Я жалею, что из моей дружбы с Фортуни ничего не вышло. В нем, особенно в те давние годы, была масса прелести. Под оболочкой, несколько тяжелой и вялой, он таил страстное горение к искусству, что выражалось и в его художественном творчестве. К сожалению, он не унаследовал от отца, память которого свято чтил, ни изумительной ловкости кисти, ни дара искрящихся красок. Именно последнему дару Фортуни-отец был обязан своим мировым успехом. Репин, а позже Врубель, завидовали его неподражаемому мастерству. Фортуни же сын, который мог бы унаследовать талант не только отца, но и со стороны матери, ибо он был внуком другого прославленного испанца — Мадрацо, если и был полон гордых намерений, если его и тянуло к самым высоким задачам, то получалось у него лишь нечто вроде не очень блестящего любительства. Как многие другие дилетанты, и он обращал особое внимание на вопросы техники, на угадывание тайн старых мастеров; следовало-де найти секрет, каким способом создавали свои шедевры Тициан и Тинторетто, и тогда он сам станет подобен им. В смысле же сюжетов, он находил их тогда в обожаемых операх Вагнера. Несколько таких композиций, навеянных «Парсифалем», он мне показал; однако при всей возникшей сразу симпатии к автору, при всем желании, чтобы эти вещи мне понравились, они оставили меня холодным.

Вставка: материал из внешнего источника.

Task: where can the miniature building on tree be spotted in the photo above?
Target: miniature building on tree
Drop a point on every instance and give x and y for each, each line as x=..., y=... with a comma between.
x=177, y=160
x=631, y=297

Краски были цветисты, он писал темперой собственного изготовления по рецепту, вычитанному в старинном руководстве, но между этими композициями, носившими, несмотря на свой крупный размер, характер иллюстраций, и тем, к чему он стремился, лежала непреодолима пропасть. Я убежден, что в последующие годы Мариано и сам в себе, как в живописце, разочаровался; возможно, что это и направило его на театр и на фабрикацию в широком масштабе имитаций старинных роскошных материй.